We’ve already discussed using cultural control methods, such as improving soil quality, planting strong competitors, and using mulch or groundcover plants to smother bindweed. Likewise, physically removing the bindweed, either by digging it up or pulling it out by hand, can help to stop plants from becoming suffocated. This can be time-consuming and labour-intensive, but it’s also the most environmentally-friendly option.

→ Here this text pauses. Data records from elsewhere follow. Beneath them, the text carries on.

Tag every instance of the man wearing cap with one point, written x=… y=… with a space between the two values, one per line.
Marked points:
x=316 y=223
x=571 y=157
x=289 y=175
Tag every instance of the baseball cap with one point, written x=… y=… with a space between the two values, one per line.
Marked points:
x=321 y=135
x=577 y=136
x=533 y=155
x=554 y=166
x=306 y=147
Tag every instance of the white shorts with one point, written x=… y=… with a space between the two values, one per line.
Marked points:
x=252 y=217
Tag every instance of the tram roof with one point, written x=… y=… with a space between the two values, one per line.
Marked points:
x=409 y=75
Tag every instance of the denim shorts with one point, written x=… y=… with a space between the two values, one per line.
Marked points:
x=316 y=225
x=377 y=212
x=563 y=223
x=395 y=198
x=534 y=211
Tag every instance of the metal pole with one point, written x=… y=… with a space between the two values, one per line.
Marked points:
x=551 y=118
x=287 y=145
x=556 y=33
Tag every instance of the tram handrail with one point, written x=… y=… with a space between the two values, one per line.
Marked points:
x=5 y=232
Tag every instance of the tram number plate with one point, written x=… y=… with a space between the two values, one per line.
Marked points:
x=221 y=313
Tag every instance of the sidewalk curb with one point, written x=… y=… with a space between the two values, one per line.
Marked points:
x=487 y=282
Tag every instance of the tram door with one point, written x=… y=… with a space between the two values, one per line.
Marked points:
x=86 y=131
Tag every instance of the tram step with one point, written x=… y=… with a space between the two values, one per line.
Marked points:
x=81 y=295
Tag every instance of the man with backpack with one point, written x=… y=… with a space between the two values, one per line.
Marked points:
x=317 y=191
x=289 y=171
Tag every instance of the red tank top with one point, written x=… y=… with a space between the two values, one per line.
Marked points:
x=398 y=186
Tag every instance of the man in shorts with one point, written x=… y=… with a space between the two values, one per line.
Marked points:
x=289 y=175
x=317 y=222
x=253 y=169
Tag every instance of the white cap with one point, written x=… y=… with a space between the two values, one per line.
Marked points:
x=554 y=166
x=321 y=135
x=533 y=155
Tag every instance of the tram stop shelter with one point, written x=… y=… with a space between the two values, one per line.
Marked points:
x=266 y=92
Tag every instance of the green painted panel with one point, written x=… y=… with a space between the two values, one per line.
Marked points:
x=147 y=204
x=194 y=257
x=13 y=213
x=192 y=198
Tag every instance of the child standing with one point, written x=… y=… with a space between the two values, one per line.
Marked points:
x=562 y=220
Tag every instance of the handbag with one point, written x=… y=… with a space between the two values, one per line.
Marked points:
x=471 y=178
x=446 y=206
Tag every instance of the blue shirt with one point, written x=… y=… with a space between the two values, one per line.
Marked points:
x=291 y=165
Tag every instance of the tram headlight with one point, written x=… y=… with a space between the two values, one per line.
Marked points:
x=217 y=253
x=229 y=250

However, I believe the most effective method is chemical control. This involves using herbicides to kill the bindweed. While this can be an effective method, it’s important to use herbicides safely, responsibly, and limit yourself to the lowest effective dose possible. You might also want to consider using organic or natural herbicides as an alternative to chemical options. No matter which control method you choose, be patient and persistent.
Bindweed is one of the most frustrating and difficult plants to control in your garden, but using the above methods will go a long way to preventing growth.
It’s important to remember that controlling bindweed is an ongoing process, and it may take time and patience to achieve lasting results. By staying vigilant and persistent, you can create a garden that is less hospitable to bindweed and more conducive to the growth of the plants.